Ce dispositif d’assurance maladie, fruit d’un partenariat entre l’État et NSIA, avait pour but de protéger les artistes souvent dépourvus de revenus stables ou de couverture sociale. Il incarnait un pas concret vers une valaorisation du rôle de la culture dans la société.  

 

Mais en abusant de ce système, certains bénéficiaires ont transformé une avancée sociale en un instrument de vol collectif.

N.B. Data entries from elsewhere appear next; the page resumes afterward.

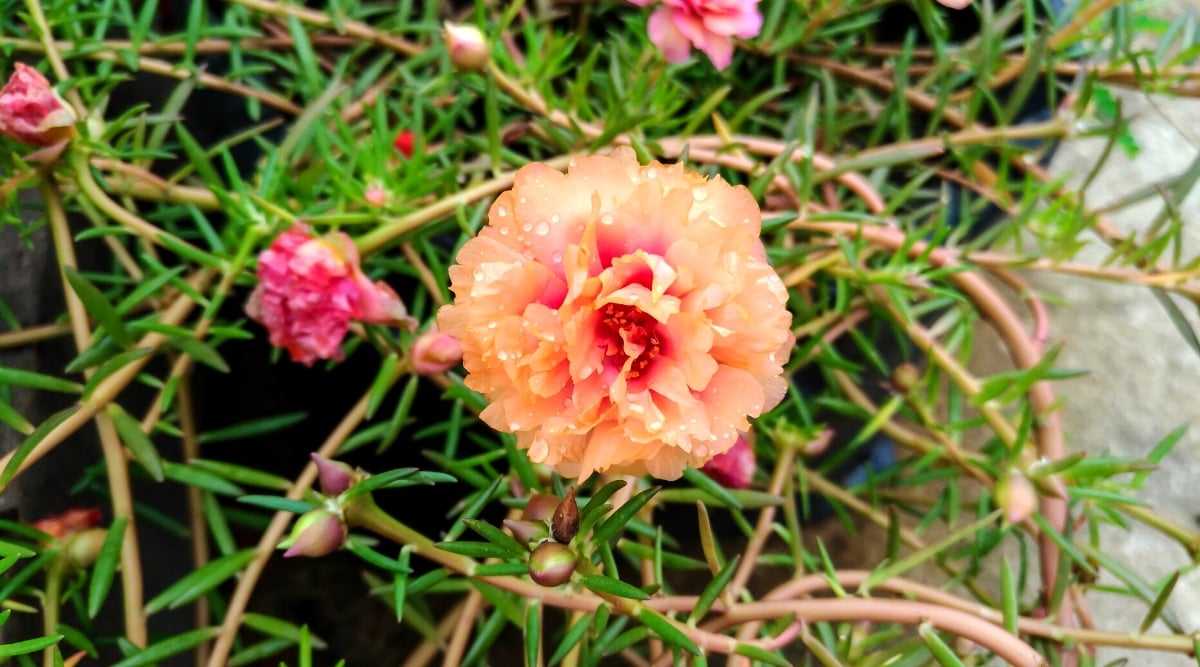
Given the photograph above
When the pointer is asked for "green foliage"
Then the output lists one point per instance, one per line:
(871, 154)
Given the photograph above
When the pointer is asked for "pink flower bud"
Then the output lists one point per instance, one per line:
(334, 475)
(551, 564)
(31, 112)
(316, 533)
(735, 468)
(310, 289)
(435, 352)
(1017, 497)
(403, 143)
(467, 47)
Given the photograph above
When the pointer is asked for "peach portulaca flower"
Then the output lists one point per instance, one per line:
(709, 25)
(621, 318)
(30, 110)
(310, 289)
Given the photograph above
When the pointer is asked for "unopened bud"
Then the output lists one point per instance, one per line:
(565, 523)
(83, 547)
(551, 564)
(736, 467)
(435, 352)
(540, 506)
(527, 532)
(316, 533)
(334, 476)
(467, 47)
(1017, 497)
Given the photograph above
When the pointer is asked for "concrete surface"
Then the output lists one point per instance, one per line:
(1144, 378)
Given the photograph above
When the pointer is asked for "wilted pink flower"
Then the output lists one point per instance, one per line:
(31, 112)
(310, 289)
(70, 522)
(619, 317)
(735, 468)
(709, 25)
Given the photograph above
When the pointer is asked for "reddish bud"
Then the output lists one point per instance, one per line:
(69, 522)
(551, 564)
(540, 506)
(735, 468)
(435, 352)
(316, 533)
(83, 547)
(403, 143)
(467, 47)
(31, 112)
(565, 522)
(334, 476)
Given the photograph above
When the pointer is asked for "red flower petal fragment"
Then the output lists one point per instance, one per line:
(310, 289)
(30, 110)
(403, 143)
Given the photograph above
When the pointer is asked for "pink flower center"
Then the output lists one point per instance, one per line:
(625, 328)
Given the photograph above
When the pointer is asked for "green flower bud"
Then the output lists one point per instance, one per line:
(551, 564)
(316, 533)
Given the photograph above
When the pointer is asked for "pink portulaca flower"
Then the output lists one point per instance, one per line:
(621, 318)
(735, 468)
(435, 352)
(709, 25)
(30, 110)
(310, 289)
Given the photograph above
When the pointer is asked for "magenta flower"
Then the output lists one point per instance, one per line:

L’acte trahit la confiance du ministère. Il trahit aussi la cause même de la dignité de la corporation.

 

Comment défendre demain un soutien accru à la culture, si les fonds alloués à la protection des artistes se retrouvent siphonnés dans des circuits de corruption à petite échelle ? Comment exiger du public le respect du métier d’artiste, quand certains de ses artisans se rendent complices de détournements ?

 

La lutte contre la corruption ne doit plus épargner la culture.